A LEADER’S LIFESTYLE – PERSONAL WELL BEING

My last blog ended with a few simple truths; ‘train tough and lead easy’, ‘build a new lifestyle – a leader’s lifestyle’ and ‘secure your own mask first’.

As promised, over the next few installments I’d like to make this a guided but highly interactive blog about bringing out the best in you. I am asking for your participation. We’ve established three critical success factors to an effective leader’s lifestyle:

  • Personal well being  – movement, fuel and recovery
  • Interactional excellence – attention, commitment and trust
  • Professional transformation – purpose, growth and service

My plan is to take each CSF separately, spell out what we know to be true – and then solicit your personal examples, best practices and suggestions. Please share freely, specifically and often, consider this a web-based foray into feed-forward!

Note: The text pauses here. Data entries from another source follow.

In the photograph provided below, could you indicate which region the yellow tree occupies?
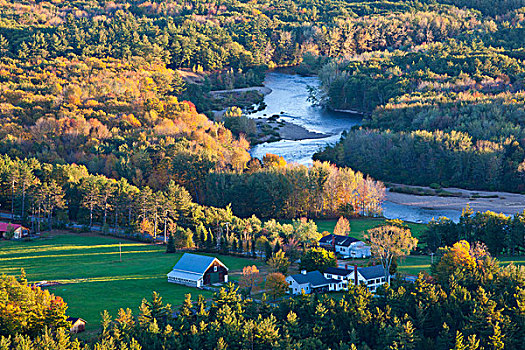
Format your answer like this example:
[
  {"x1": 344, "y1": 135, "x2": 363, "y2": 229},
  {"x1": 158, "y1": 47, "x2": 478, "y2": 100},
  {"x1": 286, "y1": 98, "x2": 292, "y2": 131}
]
[
  {"x1": 265, "y1": 272, "x2": 288, "y2": 300},
  {"x1": 268, "y1": 250, "x2": 290, "y2": 273},
  {"x1": 239, "y1": 265, "x2": 261, "y2": 295},
  {"x1": 365, "y1": 225, "x2": 418, "y2": 283},
  {"x1": 432, "y1": 241, "x2": 476, "y2": 282},
  {"x1": 334, "y1": 216, "x2": 350, "y2": 236}
]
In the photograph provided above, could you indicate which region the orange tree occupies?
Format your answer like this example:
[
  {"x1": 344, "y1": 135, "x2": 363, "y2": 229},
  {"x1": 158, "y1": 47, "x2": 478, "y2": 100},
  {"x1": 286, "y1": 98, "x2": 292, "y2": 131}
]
[{"x1": 0, "y1": 271, "x2": 69, "y2": 337}]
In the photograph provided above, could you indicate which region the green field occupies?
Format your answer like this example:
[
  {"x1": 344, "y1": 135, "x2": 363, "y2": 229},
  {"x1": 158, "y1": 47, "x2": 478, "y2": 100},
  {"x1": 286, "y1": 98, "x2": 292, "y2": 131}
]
[
  {"x1": 315, "y1": 218, "x2": 427, "y2": 239},
  {"x1": 0, "y1": 234, "x2": 260, "y2": 330},
  {"x1": 398, "y1": 255, "x2": 525, "y2": 275}
]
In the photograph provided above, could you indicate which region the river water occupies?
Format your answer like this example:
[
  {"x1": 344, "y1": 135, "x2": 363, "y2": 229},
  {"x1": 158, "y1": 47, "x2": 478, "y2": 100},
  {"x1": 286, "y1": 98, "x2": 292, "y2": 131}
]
[{"x1": 250, "y1": 72, "x2": 461, "y2": 223}]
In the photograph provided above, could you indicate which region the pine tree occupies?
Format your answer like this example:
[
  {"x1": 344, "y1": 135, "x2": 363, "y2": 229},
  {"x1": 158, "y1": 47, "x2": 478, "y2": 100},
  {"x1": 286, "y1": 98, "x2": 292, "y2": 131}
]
[
  {"x1": 264, "y1": 241, "x2": 273, "y2": 261},
  {"x1": 166, "y1": 234, "x2": 176, "y2": 254}
]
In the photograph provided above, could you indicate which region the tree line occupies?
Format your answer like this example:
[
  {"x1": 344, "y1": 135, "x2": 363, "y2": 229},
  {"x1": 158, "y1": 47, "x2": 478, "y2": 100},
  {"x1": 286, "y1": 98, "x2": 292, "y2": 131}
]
[
  {"x1": 314, "y1": 40, "x2": 525, "y2": 192},
  {"x1": 4, "y1": 241, "x2": 525, "y2": 350},
  {"x1": 422, "y1": 207, "x2": 525, "y2": 256}
]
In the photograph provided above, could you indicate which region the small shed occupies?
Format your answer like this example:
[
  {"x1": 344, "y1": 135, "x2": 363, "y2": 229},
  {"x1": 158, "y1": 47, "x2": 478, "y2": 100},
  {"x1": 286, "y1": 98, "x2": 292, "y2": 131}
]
[
  {"x1": 0, "y1": 222, "x2": 29, "y2": 239},
  {"x1": 67, "y1": 317, "x2": 86, "y2": 333},
  {"x1": 168, "y1": 253, "x2": 228, "y2": 288}
]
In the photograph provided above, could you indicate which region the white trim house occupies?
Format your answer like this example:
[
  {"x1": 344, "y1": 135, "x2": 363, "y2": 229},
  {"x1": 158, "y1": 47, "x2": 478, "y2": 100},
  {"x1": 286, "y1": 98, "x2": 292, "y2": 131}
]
[
  {"x1": 286, "y1": 270, "x2": 343, "y2": 295},
  {"x1": 319, "y1": 234, "x2": 372, "y2": 258},
  {"x1": 324, "y1": 265, "x2": 386, "y2": 292}
]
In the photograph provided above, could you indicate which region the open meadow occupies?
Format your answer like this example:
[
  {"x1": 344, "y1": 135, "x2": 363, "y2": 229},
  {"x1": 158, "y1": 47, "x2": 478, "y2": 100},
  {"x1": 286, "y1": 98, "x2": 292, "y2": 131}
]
[
  {"x1": 0, "y1": 233, "x2": 261, "y2": 330},
  {"x1": 315, "y1": 218, "x2": 427, "y2": 239}
]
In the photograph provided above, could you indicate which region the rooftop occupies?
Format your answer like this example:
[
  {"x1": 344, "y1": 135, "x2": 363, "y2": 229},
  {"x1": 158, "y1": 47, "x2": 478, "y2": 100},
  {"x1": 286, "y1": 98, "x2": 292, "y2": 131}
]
[
  {"x1": 169, "y1": 253, "x2": 224, "y2": 275},
  {"x1": 357, "y1": 265, "x2": 385, "y2": 280},
  {"x1": 325, "y1": 266, "x2": 354, "y2": 276},
  {"x1": 319, "y1": 234, "x2": 359, "y2": 247},
  {"x1": 290, "y1": 271, "x2": 330, "y2": 287}
]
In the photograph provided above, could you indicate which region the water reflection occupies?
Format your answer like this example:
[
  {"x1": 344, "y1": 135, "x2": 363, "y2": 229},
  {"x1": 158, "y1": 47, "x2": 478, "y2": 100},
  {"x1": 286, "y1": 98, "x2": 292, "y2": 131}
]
[{"x1": 250, "y1": 72, "x2": 461, "y2": 223}]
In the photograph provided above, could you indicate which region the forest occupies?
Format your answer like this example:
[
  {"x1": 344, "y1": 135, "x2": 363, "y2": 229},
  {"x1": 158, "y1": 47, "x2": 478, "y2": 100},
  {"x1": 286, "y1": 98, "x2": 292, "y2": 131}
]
[
  {"x1": 0, "y1": 0, "x2": 525, "y2": 350},
  {"x1": 307, "y1": 6, "x2": 525, "y2": 192}
]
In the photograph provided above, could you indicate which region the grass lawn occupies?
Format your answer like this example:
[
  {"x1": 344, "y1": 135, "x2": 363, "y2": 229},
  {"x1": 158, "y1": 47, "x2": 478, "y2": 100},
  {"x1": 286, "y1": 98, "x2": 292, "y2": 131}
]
[
  {"x1": 315, "y1": 218, "x2": 427, "y2": 239},
  {"x1": 397, "y1": 255, "x2": 525, "y2": 275},
  {"x1": 0, "y1": 234, "x2": 261, "y2": 330}
]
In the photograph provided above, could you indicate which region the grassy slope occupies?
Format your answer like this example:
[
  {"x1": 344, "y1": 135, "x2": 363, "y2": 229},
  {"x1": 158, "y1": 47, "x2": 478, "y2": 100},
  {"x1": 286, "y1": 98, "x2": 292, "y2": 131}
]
[
  {"x1": 316, "y1": 218, "x2": 427, "y2": 239},
  {"x1": 0, "y1": 234, "x2": 259, "y2": 329}
]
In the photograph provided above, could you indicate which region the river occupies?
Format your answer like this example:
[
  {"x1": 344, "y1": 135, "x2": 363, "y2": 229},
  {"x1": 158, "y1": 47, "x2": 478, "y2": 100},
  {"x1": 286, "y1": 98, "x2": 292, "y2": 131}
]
[{"x1": 251, "y1": 71, "x2": 461, "y2": 223}]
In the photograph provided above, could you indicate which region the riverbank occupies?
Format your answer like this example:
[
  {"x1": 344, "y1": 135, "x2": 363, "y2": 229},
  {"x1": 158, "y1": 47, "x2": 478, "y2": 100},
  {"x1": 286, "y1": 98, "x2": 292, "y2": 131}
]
[
  {"x1": 210, "y1": 86, "x2": 272, "y2": 98},
  {"x1": 386, "y1": 184, "x2": 525, "y2": 215},
  {"x1": 255, "y1": 116, "x2": 330, "y2": 143}
]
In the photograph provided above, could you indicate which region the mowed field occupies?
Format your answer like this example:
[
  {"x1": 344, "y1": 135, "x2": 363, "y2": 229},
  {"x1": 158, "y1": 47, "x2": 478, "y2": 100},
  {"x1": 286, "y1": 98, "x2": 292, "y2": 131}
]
[
  {"x1": 0, "y1": 233, "x2": 261, "y2": 330},
  {"x1": 315, "y1": 218, "x2": 427, "y2": 239}
]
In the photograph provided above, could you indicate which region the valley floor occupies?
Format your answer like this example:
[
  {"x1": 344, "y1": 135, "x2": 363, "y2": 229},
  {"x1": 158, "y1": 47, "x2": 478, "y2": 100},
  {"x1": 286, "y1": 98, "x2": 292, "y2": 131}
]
[{"x1": 386, "y1": 185, "x2": 525, "y2": 215}]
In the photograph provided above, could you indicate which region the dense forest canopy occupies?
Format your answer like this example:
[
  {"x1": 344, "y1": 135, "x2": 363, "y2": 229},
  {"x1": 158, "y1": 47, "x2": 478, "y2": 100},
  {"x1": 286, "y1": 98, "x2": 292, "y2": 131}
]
[{"x1": 312, "y1": 3, "x2": 525, "y2": 192}]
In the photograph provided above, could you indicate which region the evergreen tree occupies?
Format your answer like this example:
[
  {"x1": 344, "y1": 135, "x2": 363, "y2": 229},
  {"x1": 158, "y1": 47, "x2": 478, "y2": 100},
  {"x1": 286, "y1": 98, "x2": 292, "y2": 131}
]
[{"x1": 166, "y1": 234, "x2": 177, "y2": 253}]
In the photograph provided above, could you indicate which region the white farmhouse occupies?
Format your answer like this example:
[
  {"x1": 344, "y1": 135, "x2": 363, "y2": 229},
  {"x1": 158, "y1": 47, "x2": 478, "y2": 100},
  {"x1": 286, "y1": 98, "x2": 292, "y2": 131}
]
[
  {"x1": 286, "y1": 270, "x2": 343, "y2": 295},
  {"x1": 324, "y1": 265, "x2": 386, "y2": 292},
  {"x1": 319, "y1": 234, "x2": 372, "y2": 258}
]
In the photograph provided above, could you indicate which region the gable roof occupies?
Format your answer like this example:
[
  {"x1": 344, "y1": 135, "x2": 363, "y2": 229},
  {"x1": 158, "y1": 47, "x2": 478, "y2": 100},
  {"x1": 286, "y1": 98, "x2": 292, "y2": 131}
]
[
  {"x1": 357, "y1": 265, "x2": 385, "y2": 280},
  {"x1": 290, "y1": 271, "x2": 330, "y2": 287},
  {"x1": 173, "y1": 253, "x2": 228, "y2": 275},
  {"x1": 66, "y1": 317, "x2": 87, "y2": 324},
  {"x1": 319, "y1": 234, "x2": 359, "y2": 247},
  {"x1": 0, "y1": 222, "x2": 22, "y2": 232},
  {"x1": 324, "y1": 266, "x2": 354, "y2": 276}
]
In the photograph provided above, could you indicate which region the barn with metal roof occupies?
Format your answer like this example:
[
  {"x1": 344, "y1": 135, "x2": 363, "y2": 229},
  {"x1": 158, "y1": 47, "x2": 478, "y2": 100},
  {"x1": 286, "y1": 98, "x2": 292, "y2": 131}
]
[{"x1": 168, "y1": 253, "x2": 228, "y2": 288}]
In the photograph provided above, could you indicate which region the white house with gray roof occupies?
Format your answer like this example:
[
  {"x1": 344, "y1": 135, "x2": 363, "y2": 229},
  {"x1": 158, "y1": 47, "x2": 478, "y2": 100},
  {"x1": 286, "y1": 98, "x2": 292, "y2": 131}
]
[
  {"x1": 286, "y1": 270, "x2": 343, "y2": 295},
  {"x1": 168, "y1": 253, "x2": 228, "y2": 288},
  {"x1": 324, "y1": 265, "x2": 386, "y2": 292},
  {"x1": 319, "y1": 234, "x2": 372, "y2": 258}
]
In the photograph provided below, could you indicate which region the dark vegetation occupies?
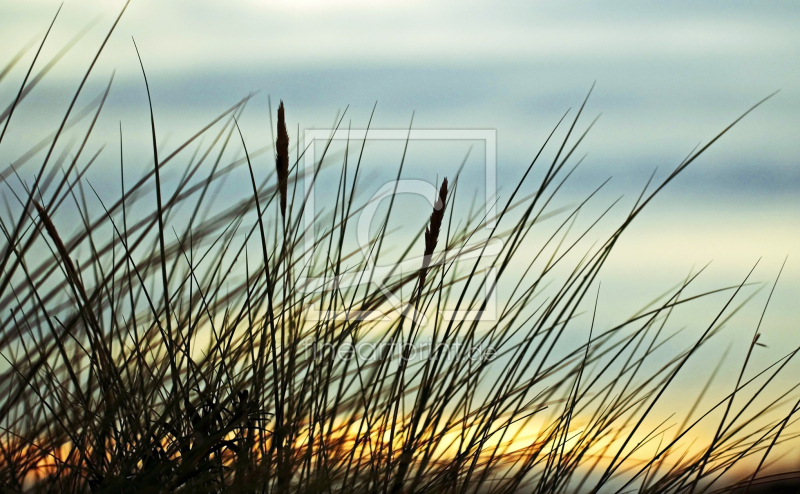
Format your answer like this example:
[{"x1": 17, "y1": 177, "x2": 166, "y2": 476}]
[{"x1": 0, "y1": 1, "x2": 799, "y2": 494}]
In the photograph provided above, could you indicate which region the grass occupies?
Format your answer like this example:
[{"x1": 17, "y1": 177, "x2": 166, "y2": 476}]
[{"x1": 0, "y1": 1, "x2": 800, "y2": 494}]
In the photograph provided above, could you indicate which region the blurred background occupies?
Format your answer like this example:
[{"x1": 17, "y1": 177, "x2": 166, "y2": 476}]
[{"x1": 0, "y1": 0, "x2": 800, "y2": 464}]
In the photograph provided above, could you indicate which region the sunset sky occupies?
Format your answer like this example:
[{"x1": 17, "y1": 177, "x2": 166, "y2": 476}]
[{"x1": 0, "y1": 0, "x2": 800, "y2": 436}]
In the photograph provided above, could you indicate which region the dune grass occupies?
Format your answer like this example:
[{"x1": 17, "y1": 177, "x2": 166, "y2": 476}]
[{"x1": 0, "y1": 4, "x2": 800, "y2": 494}]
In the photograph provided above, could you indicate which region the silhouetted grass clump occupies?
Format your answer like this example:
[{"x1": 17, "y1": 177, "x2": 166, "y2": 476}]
[{"x1": 0, "y1": 1, "x2": 799, "y2": 494}]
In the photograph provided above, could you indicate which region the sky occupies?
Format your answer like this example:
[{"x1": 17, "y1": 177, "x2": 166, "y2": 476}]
[{"x1": 0, "y1": 0, "x2": 800, "y2": 464}]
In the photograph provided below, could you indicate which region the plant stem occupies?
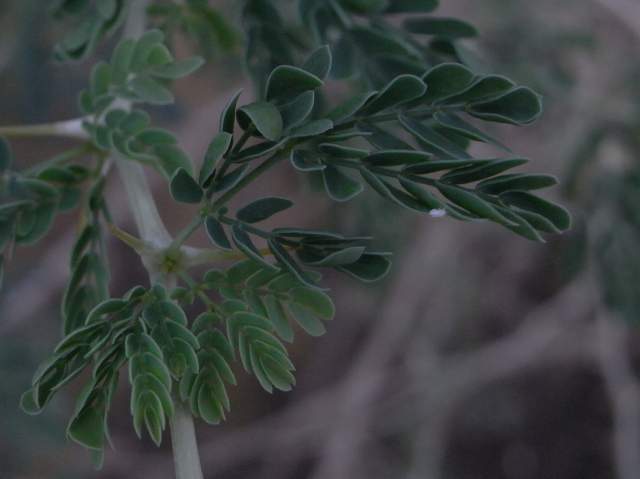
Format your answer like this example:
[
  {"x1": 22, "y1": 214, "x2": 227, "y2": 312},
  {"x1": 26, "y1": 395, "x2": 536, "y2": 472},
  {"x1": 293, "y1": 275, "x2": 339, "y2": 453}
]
[
  {"x1": 209, "y1": 151, "x2": 286, "y2": 213},
  {"x1": 117, "y1": 0, "x2": 203, "y2": 479},
  {"x1": 169, "y1": 394, "x2": 203, "y2": 479},
  {"x1": 0, "y1": 118, "x2": 88, "y2": 140}
]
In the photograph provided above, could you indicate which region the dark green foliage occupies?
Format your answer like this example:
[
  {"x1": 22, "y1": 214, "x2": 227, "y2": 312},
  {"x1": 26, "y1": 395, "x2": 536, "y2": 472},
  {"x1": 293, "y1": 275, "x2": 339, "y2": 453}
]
[
  {"x1": 171, "y1": 168, "x2": 202, "y2": 203},
  {"x1": 80, "y1": 30, "x2": 202, "y2": 179},
  {"x1": 62, "y1": 181, "x2": 109, "y2": 335},
  {"x1": 13, "y1": 0, "x2": 576, "y2": 462}
]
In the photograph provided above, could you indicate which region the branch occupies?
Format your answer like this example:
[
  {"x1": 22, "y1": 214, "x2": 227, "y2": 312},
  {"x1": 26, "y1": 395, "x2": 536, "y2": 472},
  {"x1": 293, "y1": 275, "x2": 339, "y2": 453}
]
[
  {"x1": 595, "y1": 313, "x2": 640, "y2": 479},
  {"x1": 0, "y1": 118, "x2": 89, "y2": 140}
]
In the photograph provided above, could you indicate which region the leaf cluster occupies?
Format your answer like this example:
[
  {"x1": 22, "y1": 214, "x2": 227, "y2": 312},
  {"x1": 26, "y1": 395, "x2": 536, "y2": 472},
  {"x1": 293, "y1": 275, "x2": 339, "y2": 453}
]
[{"x1": 52, "y1": 0, "x2": 129, "y2": 61}]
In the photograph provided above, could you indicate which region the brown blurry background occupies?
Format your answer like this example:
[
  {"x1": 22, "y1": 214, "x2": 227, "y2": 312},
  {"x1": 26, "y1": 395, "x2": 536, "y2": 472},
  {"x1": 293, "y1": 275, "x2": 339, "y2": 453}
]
[{"x1": 0, "y1": 0, "x2": 640, "y2": 479}]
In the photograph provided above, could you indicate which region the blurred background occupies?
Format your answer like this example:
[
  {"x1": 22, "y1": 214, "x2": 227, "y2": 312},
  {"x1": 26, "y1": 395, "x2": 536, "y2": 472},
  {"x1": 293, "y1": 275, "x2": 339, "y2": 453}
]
[{"x1": 0, "y1": 0, "x2": 640, "y2": 479}]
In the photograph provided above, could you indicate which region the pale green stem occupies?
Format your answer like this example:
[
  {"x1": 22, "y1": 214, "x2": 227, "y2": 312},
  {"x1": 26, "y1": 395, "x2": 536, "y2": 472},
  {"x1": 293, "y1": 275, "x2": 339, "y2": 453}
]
[
  {"x1": 169, "y1": 394, "x2": 203, "y2": 479},
  {"x1": 116, "y1": 0, "x2": 203, "y2": 479}
]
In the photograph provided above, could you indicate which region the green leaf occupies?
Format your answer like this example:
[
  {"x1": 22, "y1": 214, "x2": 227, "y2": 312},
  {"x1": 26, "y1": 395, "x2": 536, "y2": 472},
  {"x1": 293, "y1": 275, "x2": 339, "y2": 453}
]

The first success factor to effective leadership is personal well being; creating and balancing the healthy behavioral habits of movement (exercise), fuel (diet) and recovery (rest). The simple truth here asks the question; if you are eating poorly, sleeping little and exercising not at all – how can you be effective with others? The answer of course is that you can’t. As resilience goes, so goes productivity. Let me give you what we know to be true about movement, fuel and rest:

Movement

1. Break a light sweat everyday – the ad offering unbelievable results in just ‘10 minutes, 3 times a week!’ is just that – unbelievable. We are made to move, and made to burn, every day.

2. Movement need not kill – exercise shouldn’t physically beat you down every time you work out. Let it build you up, not wear you down (15-30 minutes is enough).

3. Do what you like – what works for you is repeatable. What’s repeatable becomes habit. What do you enjoy most? If you don’t know, experiment and find out.

Fuel

1. Eat real food – shoot for three ingredients or less in most of what you eat, and beware of sugar (stay under 10 grams per serving).

2. Eat 100% clean 80% of the time – 8 of 10 meals or snacks should be clean and healthy, leaving 2 of 10 for a bit of a treat.

3. Hydration is not hypothetical – if you are thirsty you are already dehydrated. Strive for half your body weight in ounces every day.

Recovery

1. Live by ‘80/20’ – give 80 percent of your attention to movement and fuel, but don’t forget to focus 20 percent on rest.

2. Wake up with the sun – it is said that your hours of sleep before midnight are more important than those after. And naps rock too!

3. No multi-tasking – rest means rest, not laying on the couch and watching TV, texting or emailing. Give recovery its due.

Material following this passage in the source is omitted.